I did try myself. I was speaking about the scenario where you search for a binary pattern, like a piece of code in a program, or an embedded MD5 signature, or descriptors of images, videos. These patterns are normally taken from other files. You cannot use those patterns directly as the search string, can you? You have to "replace each special character", convert the non-printables to escape sentences, that is, first you have to process the search string. If I misunderstood, and you can use a binary file or buffer directly as the search string in another buffer, please tell the trick. I tried the following:

FileRead a, *c %A_AhkPath%
VarSetCapacity(b,StrLen(a),1)
DllCall("RtlMoveMemory", UInt,&b, UInt,&a, Uint,StrLen(a))
VarSetCapacity(y,4)
Loop % StrLen(a) {
   x := NumGet(b,A_Index)
   NumPut(x,y)
   r := RegExMatch(b, y)
   If ErrorLevel <> 0
      MsgBox %A_Index% : %ErrorLevel%
}

I got the following msg:
---------------------------
test.ahk
---------------------------
1006 : Compile error 14 at offset 4: missing )
---------------------------
OK
---------------------------
It shows that some 4-byte binary search strings lead to errors.

[polyethene]

Try with \Q\E... and before you ask it's in the manual.

[wOxxOm]

does that mean that if needle contains null char then this will work:

L:=binNeedleLength
VarSetCapacity( binNeedleSpoof, L+4+1, 0 )
binNeedleSpoof=\Q
binNeedleSpoof2=\E
DllCall("RtlMoveMemory", "uint",&binNeedleSpoof+L+2, "str", binNeedleSpoof2, "uint",2)
DllCall("RtlMoveMemory", "uint",&binNeedleSpoof+2, "uint", &binNeedle, "uint",L)
res:=RegExMatch( buf, binNeedleSpoof)

hmm looks pretty terrrrrifying :-D

[polyethene]

looks pretty terrrrrifying

Only for the way you do it.
Your method can be condensed to one line:

res := RegExMatch(buf, "\Q" . binNeedle . "\E")

[wOxxOm]

hehe, so why is this showing 1 as found pos when it should be 4 :-D ?

varsetcapacity( hay, 100, 0 )
hay=aaa
varsetcapacity( n, 10, 0 )
msgbox % "hay: " hay ". pos=" regExMatch( hay, "\Q" . n . "\E" )

[polyethene]

Are you trying to dispute pcre's abilities?
RtlMoveMemory or something to update the StrLen value is probably needed in your script due to AutoHotkey's limitations with binary variables.

[wOxxOm]

this: "\Q" . binneedle . "\E" is supposed to fail on the very first null encountered, isn't it? what pcre has to do with it if AHK won't pass the correct parameter anyway?

[Laszlo]

Try with \Q\E... and before you ask it's in the manual.

You should know that \Q...\E does not help.
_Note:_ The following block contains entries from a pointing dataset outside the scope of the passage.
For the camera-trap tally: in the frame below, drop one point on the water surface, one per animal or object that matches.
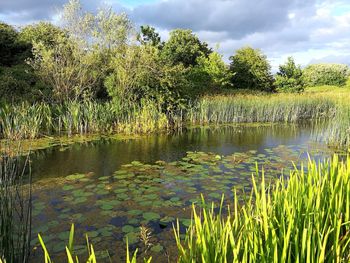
(110, 188)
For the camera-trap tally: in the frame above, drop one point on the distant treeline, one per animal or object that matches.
(104, 57)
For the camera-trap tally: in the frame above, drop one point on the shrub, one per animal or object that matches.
(289, 78)
(251, 70)
(326, 74)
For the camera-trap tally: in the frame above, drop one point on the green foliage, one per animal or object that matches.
(304, 219)
(289, 78)
(92, 258)
(141, 73)
(326, 74)
(15, 205)
(42, 32)
(184, 47)
(71, 77)
(12, 50)
(19, 83)
(251, 70)
(149, 36)
(218, 72)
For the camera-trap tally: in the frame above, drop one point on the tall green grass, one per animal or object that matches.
(26, 121)
(305, 218)
(15, 209)
(72, 258)
(261, 108)
(301, 218)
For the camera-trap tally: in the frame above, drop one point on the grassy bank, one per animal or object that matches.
(303, 219)
(39, 120)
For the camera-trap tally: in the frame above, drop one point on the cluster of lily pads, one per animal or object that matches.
(110, 209)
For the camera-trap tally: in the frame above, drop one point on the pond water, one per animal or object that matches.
(110, 188)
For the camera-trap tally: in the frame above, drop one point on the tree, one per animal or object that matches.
(251, 70)
(218, 72)
(149, 36)
(65, 67)
(43, 32)
(290, 77)
(12, 51)
(141, 73)
(184, 47)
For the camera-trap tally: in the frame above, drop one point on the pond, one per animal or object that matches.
(109, 188)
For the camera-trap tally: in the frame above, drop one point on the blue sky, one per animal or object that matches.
(309, 30)
(134, 3)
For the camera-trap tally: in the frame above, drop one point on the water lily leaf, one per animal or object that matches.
(150, 216)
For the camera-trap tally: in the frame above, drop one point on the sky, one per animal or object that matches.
(311, 31)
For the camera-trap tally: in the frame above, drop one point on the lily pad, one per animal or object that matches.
(150, 216)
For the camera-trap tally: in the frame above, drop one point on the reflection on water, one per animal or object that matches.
(106, 156)
(110, 188)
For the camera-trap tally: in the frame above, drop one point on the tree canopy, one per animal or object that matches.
(251, 70)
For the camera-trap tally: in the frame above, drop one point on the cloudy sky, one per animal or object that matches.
(309, 30)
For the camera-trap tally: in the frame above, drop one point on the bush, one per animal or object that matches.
(251, 70)
(326, 74)
(290, 77)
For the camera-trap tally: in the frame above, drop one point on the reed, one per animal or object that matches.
(26, 121)
(303, 219)
(91, 258)
(15, 209)
(261, 108)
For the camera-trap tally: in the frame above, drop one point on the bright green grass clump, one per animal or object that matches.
(303, 219)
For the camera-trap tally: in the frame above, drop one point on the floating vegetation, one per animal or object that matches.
(112, 208)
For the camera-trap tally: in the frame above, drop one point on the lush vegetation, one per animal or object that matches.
(96, 73)
(304, 218)
(326, 74)
(15, 207)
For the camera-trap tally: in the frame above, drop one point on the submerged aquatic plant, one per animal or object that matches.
(303, 219)
(15, 209)
(145, 236)
(92, 258)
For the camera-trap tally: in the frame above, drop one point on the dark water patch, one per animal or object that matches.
(113, 189)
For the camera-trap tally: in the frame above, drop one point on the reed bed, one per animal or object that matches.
(262, 108)
(26, 121)
(15, 209)
(305, 218)
(38, 120)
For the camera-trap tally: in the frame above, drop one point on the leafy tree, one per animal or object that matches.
(184, 47)
(141, 73)
(43, 32)
(65, 67)
(12, 51)
(326, 74)
(251, 70)
(218, 72)
(290, 77)
(149, 36)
The binary search string could contain "\E", which is still interpreted as a control sequence. There could be other forbidden substrings, too.

y = \E)) ; binary string containing "\E"
r := RegExMatch(b, "\Q" . y . "\E")
MsgBox Error = %ErrorLevel%

If the search string contains \0, other tricks are needed in AHK (as I noted earlier): VarSetCapacity and dllcall to RtlMoveMemory or NumPuts to have the desired StrLen. You can make a wrapper function, but it is still ugly.

[polyethene]

\Q...\E does not help

That is only true if your program is so poorly designed without fault tolerance and control. This is often a cause of bugs and security holes which AutoHotkey's uniquely simplistic syntax aims to prevent in the first place. It's ironic how you find the need to replace a single \E so mundane and 'ugly' knowing the overheads of a machine code function.

I never expected that you would be so adamant to suppress alternatives techniques. Raw buffer searching and regex have their trade-offs and either are suited for different applications.